Litigation Summary and Analysis: Par Pharmaceutical, Inc. v. Eagle Pharmaceuticals, Inc. | 1:18-cv-00823-CFC

Last updated: February 23, 2026

Case Overview

This patent litigation involves Par Pharmaceutical, Inc. (plaintiff) alleging that Eagle Pharmaceuticals, Inc. (defendant) infringed on patents related to a drug formulation or method of manufacturing. Filed in the District of Delaware, docket number 1:18-cv-00823-CFC, the case addresses patent infringement, validity disputes, and possibly, defenses such as non-infringement or patent invalidity.

Litigation Timeline

Filing Date: March 21, 2018
Key Motions: Summary judgment motions, patent validity challenges, and infringement contentions.
Trial or Settlement: No publicly available record of a trial or settlement as of the latest updates (mid-2023).

Patent Claims and Technology

The patents in dispute likely relate to formulations or methods relevant to Par's marketed drugs, probably in the sterile injectable space, such as propranolol or similar compounds, given general industry trends.

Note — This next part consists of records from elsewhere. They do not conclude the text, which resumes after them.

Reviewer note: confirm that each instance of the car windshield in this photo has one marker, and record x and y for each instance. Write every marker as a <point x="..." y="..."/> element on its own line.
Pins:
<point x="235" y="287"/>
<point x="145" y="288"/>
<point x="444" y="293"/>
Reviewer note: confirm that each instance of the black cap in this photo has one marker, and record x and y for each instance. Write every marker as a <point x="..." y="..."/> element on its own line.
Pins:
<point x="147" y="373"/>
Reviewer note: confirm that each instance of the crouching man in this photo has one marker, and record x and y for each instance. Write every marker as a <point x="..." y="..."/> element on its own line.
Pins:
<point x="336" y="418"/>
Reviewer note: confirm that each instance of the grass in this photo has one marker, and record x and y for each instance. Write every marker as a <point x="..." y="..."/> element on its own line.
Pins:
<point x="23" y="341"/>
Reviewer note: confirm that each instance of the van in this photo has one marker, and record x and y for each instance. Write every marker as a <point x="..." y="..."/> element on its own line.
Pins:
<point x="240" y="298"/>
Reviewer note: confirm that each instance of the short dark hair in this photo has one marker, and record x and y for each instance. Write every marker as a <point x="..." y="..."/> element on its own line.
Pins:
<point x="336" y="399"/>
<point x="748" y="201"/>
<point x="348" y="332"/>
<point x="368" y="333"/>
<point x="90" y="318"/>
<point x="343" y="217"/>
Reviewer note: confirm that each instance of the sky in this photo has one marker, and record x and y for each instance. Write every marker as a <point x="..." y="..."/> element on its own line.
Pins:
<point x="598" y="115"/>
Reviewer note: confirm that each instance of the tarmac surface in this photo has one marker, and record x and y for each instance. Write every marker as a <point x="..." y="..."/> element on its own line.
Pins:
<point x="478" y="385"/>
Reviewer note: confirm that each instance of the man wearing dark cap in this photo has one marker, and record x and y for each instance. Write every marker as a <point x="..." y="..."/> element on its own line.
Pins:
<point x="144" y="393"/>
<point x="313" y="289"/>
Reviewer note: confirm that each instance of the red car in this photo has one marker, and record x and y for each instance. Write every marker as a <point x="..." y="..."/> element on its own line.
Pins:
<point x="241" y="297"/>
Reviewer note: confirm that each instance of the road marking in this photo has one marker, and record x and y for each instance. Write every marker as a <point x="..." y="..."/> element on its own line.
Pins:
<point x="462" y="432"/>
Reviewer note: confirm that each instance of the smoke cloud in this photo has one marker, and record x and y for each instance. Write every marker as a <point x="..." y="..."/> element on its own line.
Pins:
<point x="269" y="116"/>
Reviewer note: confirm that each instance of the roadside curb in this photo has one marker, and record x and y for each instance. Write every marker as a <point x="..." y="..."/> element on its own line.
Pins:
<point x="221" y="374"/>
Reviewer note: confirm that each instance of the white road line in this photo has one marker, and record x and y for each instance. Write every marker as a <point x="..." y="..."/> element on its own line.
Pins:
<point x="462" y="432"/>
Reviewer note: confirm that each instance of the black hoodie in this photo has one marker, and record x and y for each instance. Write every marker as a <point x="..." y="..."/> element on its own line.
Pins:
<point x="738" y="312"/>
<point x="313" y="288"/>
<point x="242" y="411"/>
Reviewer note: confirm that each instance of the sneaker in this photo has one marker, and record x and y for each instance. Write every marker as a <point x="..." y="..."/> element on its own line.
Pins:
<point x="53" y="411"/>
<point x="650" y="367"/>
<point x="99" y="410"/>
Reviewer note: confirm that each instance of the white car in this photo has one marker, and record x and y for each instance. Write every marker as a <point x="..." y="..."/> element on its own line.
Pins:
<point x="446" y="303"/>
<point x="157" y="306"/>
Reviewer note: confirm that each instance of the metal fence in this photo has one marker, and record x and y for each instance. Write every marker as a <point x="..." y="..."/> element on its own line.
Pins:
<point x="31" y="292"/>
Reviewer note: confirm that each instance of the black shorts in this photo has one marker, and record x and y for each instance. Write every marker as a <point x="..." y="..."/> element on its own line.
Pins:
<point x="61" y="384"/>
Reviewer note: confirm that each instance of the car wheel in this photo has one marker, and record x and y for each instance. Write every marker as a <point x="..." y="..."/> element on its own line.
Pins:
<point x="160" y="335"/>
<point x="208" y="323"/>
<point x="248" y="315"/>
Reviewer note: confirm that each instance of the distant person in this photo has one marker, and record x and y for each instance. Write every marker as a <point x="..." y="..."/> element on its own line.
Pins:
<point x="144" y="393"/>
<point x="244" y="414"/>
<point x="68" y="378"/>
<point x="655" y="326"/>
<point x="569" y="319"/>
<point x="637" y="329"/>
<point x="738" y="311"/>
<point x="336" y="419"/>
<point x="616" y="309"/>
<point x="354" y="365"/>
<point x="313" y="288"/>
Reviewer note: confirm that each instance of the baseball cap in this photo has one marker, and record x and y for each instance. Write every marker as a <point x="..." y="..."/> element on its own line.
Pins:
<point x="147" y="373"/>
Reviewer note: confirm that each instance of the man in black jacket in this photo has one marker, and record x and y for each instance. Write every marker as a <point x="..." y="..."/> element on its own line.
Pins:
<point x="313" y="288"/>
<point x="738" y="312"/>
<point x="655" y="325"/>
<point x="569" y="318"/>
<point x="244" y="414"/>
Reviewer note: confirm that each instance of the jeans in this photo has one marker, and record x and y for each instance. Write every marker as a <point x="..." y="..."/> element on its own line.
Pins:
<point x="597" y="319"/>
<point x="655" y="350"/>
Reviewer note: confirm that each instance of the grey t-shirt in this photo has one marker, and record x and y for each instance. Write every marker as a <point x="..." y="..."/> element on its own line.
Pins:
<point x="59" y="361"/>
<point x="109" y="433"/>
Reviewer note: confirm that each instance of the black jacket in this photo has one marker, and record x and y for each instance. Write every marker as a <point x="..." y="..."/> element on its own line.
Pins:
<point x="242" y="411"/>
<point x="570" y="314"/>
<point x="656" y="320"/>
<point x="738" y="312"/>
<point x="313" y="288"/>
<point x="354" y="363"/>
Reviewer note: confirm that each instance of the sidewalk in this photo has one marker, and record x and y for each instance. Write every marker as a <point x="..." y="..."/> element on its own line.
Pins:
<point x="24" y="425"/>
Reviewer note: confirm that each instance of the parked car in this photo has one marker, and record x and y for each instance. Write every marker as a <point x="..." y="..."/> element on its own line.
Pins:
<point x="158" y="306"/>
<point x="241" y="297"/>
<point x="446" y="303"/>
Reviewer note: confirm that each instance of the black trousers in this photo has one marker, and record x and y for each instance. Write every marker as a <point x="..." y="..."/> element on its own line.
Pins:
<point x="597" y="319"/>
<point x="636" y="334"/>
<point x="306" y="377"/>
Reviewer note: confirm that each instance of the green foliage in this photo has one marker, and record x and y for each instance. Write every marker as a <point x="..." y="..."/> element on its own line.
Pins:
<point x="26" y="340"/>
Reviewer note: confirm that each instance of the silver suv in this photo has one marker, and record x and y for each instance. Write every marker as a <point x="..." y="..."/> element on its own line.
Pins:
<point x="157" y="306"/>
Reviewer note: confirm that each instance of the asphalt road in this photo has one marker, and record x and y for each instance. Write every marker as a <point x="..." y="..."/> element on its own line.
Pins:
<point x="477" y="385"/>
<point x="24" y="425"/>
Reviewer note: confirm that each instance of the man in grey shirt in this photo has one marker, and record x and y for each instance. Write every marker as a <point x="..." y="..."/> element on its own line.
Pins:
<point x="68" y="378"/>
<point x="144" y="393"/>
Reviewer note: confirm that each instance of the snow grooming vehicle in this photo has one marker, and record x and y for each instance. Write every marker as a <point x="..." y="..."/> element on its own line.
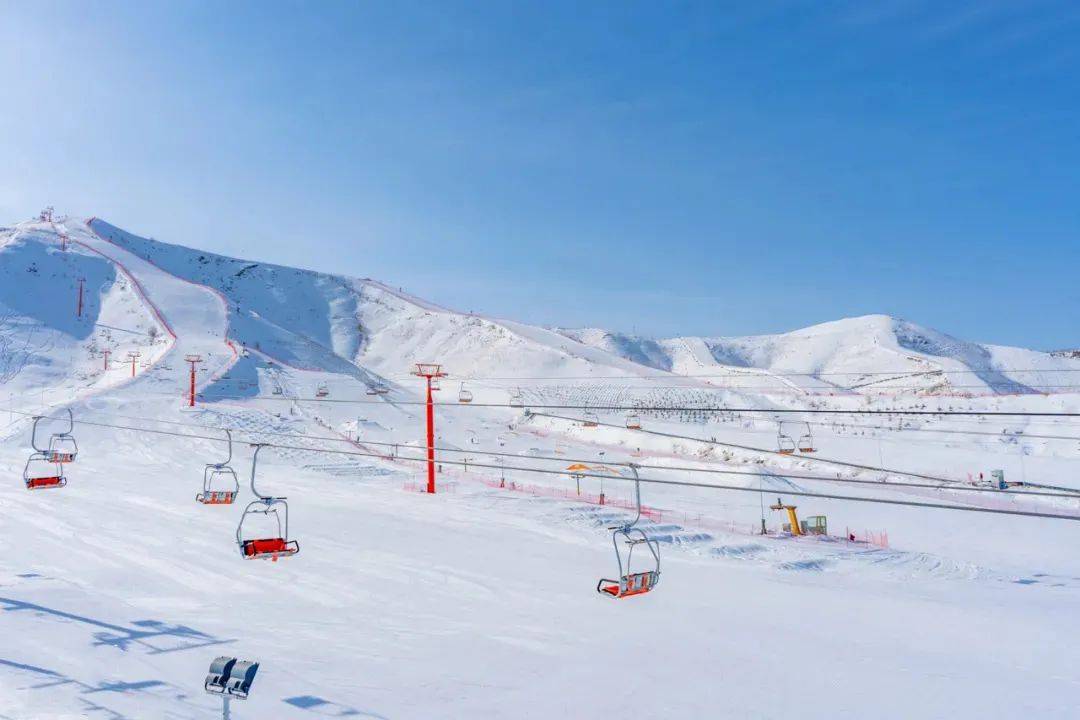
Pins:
<point x="42" y="473"/>
<point x="632" y="583"/>
<point x="62" y="446"/>
<point x="271" y="547"/>
<point x="216" y="475"/>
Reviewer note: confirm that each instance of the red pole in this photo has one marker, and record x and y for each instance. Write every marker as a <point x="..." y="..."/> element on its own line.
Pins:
<point x="431" y="440"/>
<point x="191" y="389"/>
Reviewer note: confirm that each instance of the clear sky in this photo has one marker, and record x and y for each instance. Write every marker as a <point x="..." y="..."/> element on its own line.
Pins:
<point x="709" y="168"/>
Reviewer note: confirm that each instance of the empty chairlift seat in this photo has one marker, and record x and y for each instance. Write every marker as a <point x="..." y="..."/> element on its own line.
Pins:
<point x="220" y="484"/>
<point x="270" y="541"/>
<point x="42" y="473"/>
<point x="631" y="582"/>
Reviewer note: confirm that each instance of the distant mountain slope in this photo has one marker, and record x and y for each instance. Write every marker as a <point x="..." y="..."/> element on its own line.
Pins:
<point x="360" y="326"/>
<point x="374" y="334"/>
<point x="860" y="354"/>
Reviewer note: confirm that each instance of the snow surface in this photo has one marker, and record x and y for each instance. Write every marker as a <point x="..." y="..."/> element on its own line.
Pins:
<point x="480" y="601"/>
<point x="868" y="354"/>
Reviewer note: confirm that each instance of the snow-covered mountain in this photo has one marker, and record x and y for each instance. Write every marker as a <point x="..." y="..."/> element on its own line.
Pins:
<point x="364" y="330"/>
<point x="873" y="353"/>
<point x="481" y="601"/>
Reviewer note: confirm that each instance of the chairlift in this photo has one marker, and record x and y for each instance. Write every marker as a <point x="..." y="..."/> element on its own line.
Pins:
<point x="784" y="443"/>
<point x="269" y="545"/>
<point x="806" y="440"/>
<point x="631" y="583"/>
<point x="463" y="394"/>
<point x="42" y="473"/>
<point x="62" y="446"/>
<point x="220" y="484"/>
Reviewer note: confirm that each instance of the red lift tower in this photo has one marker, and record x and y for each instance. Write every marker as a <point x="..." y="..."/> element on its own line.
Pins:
<point x="133" y="356"/>
<point x="194" y="360"/>
<point x="430" y="371"/>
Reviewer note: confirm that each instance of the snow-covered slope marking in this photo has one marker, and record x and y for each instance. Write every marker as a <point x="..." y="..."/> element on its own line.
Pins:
<point x="194" y="315"/>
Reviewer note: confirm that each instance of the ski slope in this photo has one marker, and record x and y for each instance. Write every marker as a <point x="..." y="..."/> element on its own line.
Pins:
<point x="869" y="354"/>
<point x="480" y="601"/>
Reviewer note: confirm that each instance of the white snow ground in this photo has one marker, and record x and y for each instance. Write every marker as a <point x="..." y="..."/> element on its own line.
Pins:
<point x="117" y="591"/>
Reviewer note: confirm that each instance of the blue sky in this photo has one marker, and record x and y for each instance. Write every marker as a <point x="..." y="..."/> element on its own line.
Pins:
<point x="709" y="168"/>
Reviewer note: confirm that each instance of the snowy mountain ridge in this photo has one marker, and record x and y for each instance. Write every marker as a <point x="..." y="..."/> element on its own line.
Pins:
<point x="871" y="352"/>
<point x="369" y="331"/>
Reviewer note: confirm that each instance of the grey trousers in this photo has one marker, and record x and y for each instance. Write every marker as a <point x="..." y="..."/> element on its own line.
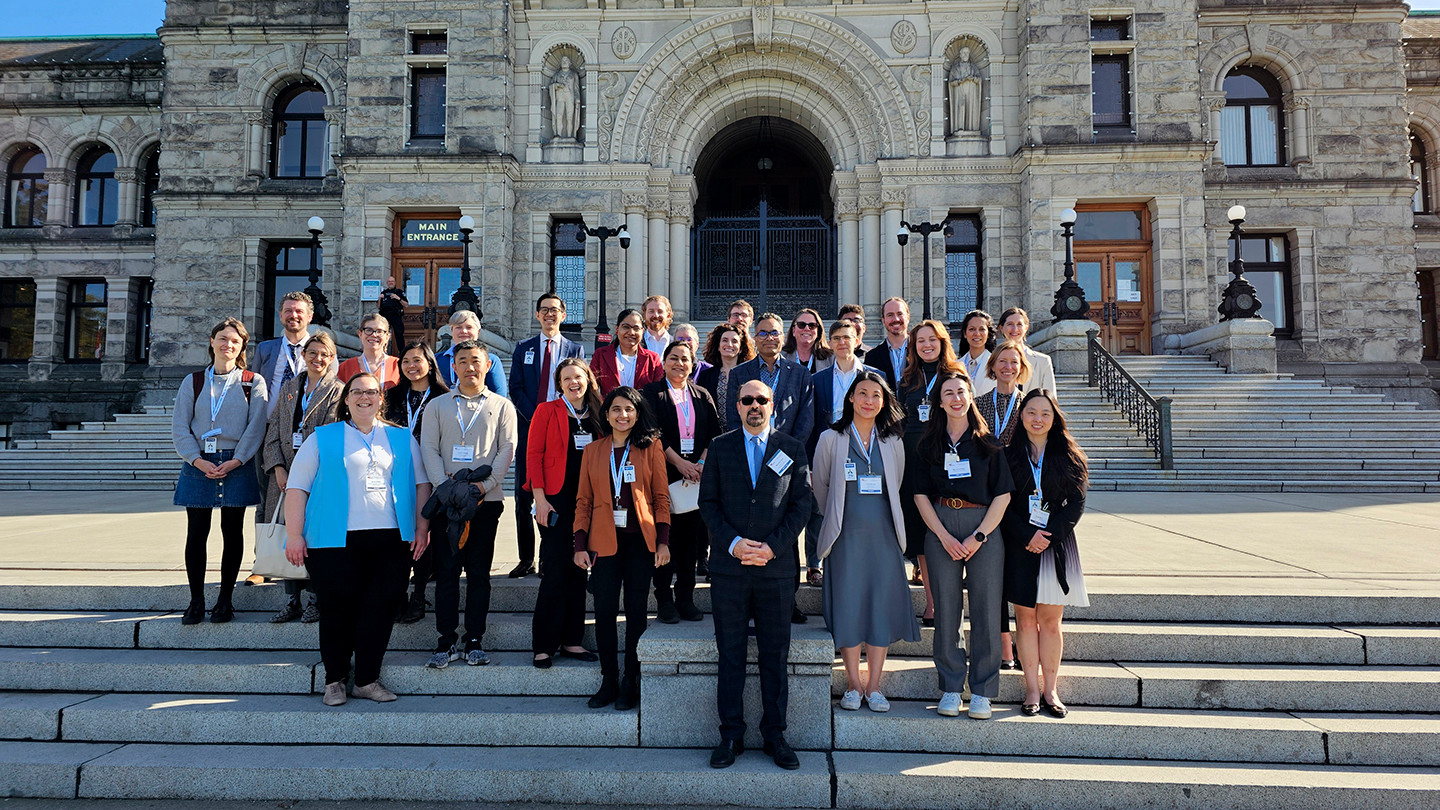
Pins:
<point x="984" y="575"/>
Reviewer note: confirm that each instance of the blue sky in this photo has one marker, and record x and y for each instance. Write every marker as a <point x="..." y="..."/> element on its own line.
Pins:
<point x="61" y="18"/>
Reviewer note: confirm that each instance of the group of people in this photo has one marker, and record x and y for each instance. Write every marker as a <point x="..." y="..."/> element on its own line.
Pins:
<point x="645" y="467"/>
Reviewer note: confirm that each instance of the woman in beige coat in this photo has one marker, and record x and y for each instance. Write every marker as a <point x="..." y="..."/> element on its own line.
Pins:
<point x="857" y="472"/>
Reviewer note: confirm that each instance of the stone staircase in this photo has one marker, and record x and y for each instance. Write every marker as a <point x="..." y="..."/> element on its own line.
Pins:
<point x="1180" y="695"/>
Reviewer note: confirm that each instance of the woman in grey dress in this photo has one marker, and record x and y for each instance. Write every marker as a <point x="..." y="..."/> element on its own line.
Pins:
<point x="858" y="464"/>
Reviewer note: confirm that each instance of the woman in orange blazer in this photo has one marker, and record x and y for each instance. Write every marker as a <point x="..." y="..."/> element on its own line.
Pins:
<point x="622" y="532"/>
<point x="559" y="433"/>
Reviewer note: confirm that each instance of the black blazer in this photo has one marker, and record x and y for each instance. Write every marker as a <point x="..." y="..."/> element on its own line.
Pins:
<point x="772" y="512"/>
<point x="707" y="421"/>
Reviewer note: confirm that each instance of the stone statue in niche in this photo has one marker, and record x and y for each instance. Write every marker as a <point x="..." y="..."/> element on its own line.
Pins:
<point x="565" y="101"/>
<point x="965" y="94"/>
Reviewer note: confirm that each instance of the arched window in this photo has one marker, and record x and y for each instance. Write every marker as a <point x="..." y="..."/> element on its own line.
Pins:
<point x="1252" y="130"/>
<point x="298" y="133"/>
<point x="28" y="192"/>
<point x="97" y="193"/>
<point x="149" y="185"/>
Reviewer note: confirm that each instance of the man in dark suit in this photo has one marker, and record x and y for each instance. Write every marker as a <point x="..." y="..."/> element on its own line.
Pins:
<point x="532" y="382"/>
<point x="755" y="497"/>
<point x="792" y="388"/>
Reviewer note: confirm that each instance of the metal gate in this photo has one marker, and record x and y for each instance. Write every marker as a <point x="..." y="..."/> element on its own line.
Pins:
<point x="778" y="263"/>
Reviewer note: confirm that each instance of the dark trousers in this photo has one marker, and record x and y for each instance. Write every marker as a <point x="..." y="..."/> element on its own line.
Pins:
<point x="360" y="585"/>
<point x="687" y="533"/>
<point x="196" y="536"/>
<point x="630" y="567"/>
<point x="559" y="616"/>
<point x="474" y="559"/>
<point x="769" y="601"/>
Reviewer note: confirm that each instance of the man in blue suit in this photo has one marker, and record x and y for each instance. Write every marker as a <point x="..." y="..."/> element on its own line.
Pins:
<point x="532" y="382"/>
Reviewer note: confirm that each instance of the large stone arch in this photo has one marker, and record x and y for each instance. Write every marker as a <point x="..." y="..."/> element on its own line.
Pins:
<point x="811" y="69"/>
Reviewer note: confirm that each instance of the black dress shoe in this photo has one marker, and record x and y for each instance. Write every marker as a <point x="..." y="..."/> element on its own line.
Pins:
<point x="723" y="755"/>
<point x="782" y="754"/>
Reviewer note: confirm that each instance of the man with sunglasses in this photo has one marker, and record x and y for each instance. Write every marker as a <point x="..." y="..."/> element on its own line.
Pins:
<point x="755" y="499"/>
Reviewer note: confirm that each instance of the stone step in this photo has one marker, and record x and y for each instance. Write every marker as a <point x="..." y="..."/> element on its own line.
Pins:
<point x="915" y="781"/>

The patents may cover:

A specific formulation process with stability enhancements.
A novel method of manufacturing with increased efficiency or safety.
Claims of drug stability, bioavailability, or shelf life improvements.

Infringement Allegations

Par's complaint accuses Eagle of patent infringement by manufacturing or marketing a competing product that violates at least one claim of Par’s asserted patents. Eagle's defenses may include:

Challenging patent validity under 35 U.S.C. § 103 or § 101.
Asserting non-infringement through process or composition differences.
Arguing that the patent claims are unenforceable due to prior art or inequitable conduct.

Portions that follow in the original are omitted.